In our era of overproduction, it’s harder than ever for young designers to enter the fashion industry. Not only is it challenging to find a new approach to garments, but it’s even more difficult to find a reason to justify making yet more clothes in an already oversaturated commercial and environmental landscape. Moscow-based designer Nensi Avetisian not only offers beautiful wearable objects, but a fresh grassroots take on sustainability, with a dose of much needed critical reflection on fashion consumption.
Avetisian has a sharp eye for material culture, and at times her work borders on product design, or sculpture. We may live in an era where fashion is focused on telling stories — but our online environment, strengthened by rolling anti-pandemic lockdowns, means that designers are increasingly forced to rely on external elements to frame their clothes: atmospheric shoots, locations, sets, styling, sound, and video. Yet while some of these elements also appear in Avetisian’s work, her skill is in ensuring that garments remain a central focus. Stories are still told through new textures, subtle colours, and unusual fits; there’s an emphasis on how garments make you feel, and learning to transmit the tactility through visual means. This object-oriented approach is endlessly precious for independent designers who create experiences impossible to get from mass-produced clothes.
Avetisian’s designs quickly gained popularity, particularly her structural bag made from upcycled leather. The bag recreates the vaulting of a church ceiling in miniature, but “people compared it to egg carton, probably because I referenced packaging in previous work inspired by Du Pont Cellophane posters with children wrapped in plastic.
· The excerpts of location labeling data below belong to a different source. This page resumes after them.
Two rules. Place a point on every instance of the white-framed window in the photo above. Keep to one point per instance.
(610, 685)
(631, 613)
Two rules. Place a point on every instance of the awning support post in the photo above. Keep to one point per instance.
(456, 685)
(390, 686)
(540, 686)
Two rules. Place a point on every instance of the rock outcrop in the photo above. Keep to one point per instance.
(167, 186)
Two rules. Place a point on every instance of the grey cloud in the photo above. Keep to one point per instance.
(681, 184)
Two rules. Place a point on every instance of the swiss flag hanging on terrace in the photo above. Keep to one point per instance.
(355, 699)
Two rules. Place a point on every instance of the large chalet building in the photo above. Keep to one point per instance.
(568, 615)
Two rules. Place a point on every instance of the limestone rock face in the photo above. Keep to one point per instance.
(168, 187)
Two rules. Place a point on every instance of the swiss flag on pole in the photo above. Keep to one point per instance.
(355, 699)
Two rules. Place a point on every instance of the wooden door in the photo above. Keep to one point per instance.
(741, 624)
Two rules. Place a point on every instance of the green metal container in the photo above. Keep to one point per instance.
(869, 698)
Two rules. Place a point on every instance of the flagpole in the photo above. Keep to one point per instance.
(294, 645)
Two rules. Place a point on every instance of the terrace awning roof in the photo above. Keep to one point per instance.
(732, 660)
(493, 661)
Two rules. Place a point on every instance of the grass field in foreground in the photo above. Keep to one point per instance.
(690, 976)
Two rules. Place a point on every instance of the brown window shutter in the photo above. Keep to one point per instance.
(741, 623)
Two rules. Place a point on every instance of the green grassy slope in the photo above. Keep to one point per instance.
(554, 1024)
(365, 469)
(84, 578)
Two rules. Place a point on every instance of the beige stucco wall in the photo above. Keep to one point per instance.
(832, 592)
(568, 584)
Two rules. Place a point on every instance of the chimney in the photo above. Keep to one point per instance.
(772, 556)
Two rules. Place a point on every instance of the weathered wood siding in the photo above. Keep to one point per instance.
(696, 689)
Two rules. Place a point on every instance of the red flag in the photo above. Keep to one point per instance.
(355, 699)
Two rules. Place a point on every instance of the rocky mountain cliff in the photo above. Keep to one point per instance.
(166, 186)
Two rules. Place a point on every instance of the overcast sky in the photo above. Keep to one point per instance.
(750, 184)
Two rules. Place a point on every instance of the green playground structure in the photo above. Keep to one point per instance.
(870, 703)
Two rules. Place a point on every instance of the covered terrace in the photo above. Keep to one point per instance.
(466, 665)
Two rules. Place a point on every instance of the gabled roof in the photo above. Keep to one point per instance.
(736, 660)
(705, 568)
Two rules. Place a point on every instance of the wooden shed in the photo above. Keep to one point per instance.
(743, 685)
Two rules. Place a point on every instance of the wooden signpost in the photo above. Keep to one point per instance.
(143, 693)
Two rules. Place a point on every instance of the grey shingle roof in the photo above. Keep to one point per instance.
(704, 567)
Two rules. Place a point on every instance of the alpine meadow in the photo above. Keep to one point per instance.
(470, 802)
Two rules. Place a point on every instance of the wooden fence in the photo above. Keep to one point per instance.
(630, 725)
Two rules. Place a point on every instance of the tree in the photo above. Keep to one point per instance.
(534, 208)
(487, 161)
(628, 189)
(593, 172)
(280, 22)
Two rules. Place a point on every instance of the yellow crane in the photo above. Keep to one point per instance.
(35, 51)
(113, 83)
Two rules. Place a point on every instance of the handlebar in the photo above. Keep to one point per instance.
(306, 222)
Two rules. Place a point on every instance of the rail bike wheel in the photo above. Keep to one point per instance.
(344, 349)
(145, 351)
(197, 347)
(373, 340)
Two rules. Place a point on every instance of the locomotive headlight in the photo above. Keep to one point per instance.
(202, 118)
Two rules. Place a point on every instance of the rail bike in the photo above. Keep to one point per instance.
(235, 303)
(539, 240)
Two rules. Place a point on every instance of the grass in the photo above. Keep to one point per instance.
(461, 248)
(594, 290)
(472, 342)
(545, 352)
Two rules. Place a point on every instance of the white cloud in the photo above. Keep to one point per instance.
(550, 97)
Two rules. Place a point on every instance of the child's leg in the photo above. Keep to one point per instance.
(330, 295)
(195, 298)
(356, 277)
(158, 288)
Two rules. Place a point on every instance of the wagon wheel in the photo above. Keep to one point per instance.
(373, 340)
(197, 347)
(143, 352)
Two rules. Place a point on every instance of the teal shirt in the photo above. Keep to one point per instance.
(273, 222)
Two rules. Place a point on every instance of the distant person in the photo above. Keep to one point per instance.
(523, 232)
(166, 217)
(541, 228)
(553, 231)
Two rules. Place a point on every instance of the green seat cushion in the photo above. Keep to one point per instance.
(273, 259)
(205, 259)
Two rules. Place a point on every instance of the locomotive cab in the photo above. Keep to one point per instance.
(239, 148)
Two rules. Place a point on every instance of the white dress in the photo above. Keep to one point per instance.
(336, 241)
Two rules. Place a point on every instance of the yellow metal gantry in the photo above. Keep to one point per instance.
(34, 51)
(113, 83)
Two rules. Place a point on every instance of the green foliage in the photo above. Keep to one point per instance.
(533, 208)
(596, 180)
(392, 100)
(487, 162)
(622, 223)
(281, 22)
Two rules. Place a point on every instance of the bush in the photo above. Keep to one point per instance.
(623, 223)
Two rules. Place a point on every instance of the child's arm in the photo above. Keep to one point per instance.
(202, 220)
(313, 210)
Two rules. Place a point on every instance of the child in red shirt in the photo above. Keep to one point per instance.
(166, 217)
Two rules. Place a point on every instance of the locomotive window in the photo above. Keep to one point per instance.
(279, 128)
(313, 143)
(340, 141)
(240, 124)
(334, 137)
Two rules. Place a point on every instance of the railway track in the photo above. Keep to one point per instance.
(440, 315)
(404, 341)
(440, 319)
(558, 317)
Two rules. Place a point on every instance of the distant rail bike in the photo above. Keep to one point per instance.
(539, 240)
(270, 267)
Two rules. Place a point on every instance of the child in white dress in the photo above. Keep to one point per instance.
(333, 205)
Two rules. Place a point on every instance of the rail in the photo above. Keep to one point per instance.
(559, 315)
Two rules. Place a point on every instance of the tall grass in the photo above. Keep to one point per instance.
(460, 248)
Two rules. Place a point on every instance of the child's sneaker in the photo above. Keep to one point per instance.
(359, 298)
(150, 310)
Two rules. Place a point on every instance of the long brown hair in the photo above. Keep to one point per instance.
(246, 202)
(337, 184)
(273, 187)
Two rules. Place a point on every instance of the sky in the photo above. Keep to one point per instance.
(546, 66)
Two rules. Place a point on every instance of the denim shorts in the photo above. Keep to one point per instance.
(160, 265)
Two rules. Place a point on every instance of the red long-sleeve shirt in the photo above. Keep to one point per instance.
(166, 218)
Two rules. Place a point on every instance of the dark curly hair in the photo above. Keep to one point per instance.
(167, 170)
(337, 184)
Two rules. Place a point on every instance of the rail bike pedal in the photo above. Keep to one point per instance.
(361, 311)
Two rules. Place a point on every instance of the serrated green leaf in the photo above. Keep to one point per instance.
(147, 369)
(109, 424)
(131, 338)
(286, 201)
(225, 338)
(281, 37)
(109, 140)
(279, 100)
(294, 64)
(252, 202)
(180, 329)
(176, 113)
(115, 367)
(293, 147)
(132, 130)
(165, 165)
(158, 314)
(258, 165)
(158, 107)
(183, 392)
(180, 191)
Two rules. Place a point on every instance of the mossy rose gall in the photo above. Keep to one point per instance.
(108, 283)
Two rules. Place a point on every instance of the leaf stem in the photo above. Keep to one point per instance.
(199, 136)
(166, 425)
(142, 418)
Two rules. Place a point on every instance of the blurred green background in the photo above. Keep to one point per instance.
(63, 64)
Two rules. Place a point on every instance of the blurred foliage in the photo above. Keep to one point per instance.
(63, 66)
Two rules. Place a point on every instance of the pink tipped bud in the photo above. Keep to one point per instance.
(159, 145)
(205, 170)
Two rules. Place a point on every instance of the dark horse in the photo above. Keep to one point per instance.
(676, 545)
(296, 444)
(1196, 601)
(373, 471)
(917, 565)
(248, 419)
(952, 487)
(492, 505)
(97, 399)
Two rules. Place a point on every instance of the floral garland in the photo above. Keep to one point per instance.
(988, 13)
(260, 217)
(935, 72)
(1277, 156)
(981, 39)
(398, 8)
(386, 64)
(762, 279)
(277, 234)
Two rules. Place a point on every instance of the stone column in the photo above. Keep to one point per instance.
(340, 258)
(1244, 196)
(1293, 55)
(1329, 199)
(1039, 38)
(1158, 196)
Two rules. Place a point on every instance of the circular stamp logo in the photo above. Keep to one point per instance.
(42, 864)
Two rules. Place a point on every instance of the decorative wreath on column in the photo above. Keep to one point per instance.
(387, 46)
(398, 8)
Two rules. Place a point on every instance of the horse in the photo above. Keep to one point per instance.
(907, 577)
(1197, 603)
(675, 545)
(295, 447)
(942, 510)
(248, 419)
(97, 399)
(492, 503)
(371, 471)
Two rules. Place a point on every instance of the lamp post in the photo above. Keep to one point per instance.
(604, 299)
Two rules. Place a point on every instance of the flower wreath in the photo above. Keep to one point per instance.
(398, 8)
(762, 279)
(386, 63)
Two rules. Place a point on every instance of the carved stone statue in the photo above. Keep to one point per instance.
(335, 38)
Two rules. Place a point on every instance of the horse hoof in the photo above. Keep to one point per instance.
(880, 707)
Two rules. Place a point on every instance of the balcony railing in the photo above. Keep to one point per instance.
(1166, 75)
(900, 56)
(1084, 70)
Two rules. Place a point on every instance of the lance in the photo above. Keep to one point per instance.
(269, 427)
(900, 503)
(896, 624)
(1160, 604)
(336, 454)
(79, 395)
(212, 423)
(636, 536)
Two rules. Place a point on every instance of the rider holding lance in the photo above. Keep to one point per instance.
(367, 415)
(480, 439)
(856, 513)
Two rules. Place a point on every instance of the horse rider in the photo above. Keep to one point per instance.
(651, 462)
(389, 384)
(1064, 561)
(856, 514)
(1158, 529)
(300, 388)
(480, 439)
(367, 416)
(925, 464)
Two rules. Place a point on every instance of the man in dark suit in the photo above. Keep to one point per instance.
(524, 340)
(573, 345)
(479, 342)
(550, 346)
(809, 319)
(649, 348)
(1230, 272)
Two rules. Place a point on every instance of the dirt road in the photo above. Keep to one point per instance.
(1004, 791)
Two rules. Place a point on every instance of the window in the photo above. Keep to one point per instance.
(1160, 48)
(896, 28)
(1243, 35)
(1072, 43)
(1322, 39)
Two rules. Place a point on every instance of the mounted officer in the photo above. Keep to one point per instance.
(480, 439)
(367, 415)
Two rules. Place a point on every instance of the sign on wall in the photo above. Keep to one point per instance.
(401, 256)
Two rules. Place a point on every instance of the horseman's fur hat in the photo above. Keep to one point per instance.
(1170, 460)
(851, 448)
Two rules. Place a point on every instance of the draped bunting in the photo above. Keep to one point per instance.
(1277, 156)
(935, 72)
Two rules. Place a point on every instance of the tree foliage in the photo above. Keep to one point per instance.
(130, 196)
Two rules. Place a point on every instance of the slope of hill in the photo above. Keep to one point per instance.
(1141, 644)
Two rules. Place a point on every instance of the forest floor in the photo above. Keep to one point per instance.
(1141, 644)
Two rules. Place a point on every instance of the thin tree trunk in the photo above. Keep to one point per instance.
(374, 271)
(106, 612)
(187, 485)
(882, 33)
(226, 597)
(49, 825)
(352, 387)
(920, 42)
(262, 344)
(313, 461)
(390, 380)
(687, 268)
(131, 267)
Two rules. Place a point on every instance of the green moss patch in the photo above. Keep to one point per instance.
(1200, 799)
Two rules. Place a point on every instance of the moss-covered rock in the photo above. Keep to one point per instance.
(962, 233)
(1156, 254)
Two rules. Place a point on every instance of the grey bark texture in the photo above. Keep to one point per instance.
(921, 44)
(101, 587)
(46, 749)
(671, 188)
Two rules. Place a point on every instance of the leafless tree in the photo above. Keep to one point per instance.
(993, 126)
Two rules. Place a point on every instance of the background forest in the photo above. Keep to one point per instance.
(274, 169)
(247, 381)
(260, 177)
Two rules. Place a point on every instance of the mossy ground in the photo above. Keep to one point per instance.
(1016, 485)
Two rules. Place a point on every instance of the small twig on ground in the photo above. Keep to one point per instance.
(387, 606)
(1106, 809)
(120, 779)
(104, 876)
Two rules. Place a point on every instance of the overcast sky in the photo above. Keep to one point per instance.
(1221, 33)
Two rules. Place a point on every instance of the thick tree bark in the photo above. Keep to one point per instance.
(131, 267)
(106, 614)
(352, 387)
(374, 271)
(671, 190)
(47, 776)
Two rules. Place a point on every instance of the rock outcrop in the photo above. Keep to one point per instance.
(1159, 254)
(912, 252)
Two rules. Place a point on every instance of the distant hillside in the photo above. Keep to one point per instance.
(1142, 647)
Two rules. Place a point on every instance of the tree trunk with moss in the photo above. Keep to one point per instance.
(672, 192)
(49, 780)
So I made these videos using a bag as an egg carton,” the designer remembers. “It just happened naturally: I always try to create works upon which people will keep interpreting new meanings.” Avetisian’s signature designs have their roots in Armenian churches, inspired by their monumental spiritual architecture. Their soaring, ancient arches are recreated on corsets, jackets and bags, but from the most modern of materials — recycled plastic from disposable cups and bags.
“Armenian churches are very simple and minimalistic, with no decoration. They are about serenity, ancient history, and stillness. Plastics are fast, colourful, bright, loud, an easy way to make and buy things,” the designer explains. “The merging of those two aesthetics was the starting point of my graduate collection, which researches the absurdity and ambiguity of contemporary sustainable fashion”.
Avetisian first became interested in fashion in high school, and later studied at the British Higher School of Design. Her graduation coincided with the pandemic, leaving little chance of securing internships and work opportunities with larger labels. Eventually, it motivated her to start her own brand, a label she describes as “upcycled 80s, sometimes gloomy”. She admits that running an emerging brand in Russia is challenging due to logistical problems and a lack of institutional support — yet the small creative scene gives designers more chances to have their voice heard.
“I enjoy working with my hands while listening to music by Igor Stravinsky, Bill Evans, Philip Glass, David Bowie,” says Avetisian, while talking about her inspiration. “I love the aesthetics of Taxi Driver by Scorsese, and all the movie posters from the 1980s. They are kind of collage-style, as if the artwork is still in process but it looks fantastic”. Growing up in an Armenian family also had a large impact on her creativity, particularly the stories she heard from her grandmother. “I always reference Armenian music, painters, architecture in my work. The topics of emigration, search, and self-knowledge have always interested me.”
Among Avetisian’s future aims is collaborating with artisans in Russia and Armenia to promote local craftsmanship. More broadly, she is committed to a more mindful approach to fashion at all stages — what we wear, how we make, and how we consume garments. “Nearly all of the garments are made of fabrics from vintage clothes, stocks, and second hands. Last year, a video of the process of creating bags from second hand leather coats was showcased at SHOWstudio. We recycle plastic bags and bottle cups and use them in our accessories: shoes, bags, jewellery. Every few months, we organise a collection of plastics from our friends and clients.”
Most important, she says, is the will to use sustainability as a long-term strategy, rather than a buzzword. “For me, sustainability means honesty and openness. It means a dialogue between everything and everybody. It is not only about the materials used: it’s about people, working conditions, language, and communication,” she says. “That is what I am always thinking about when I create collections, draw sketches, work with producers, and communicate with clients: how to make each chain of creation and production more ethical.”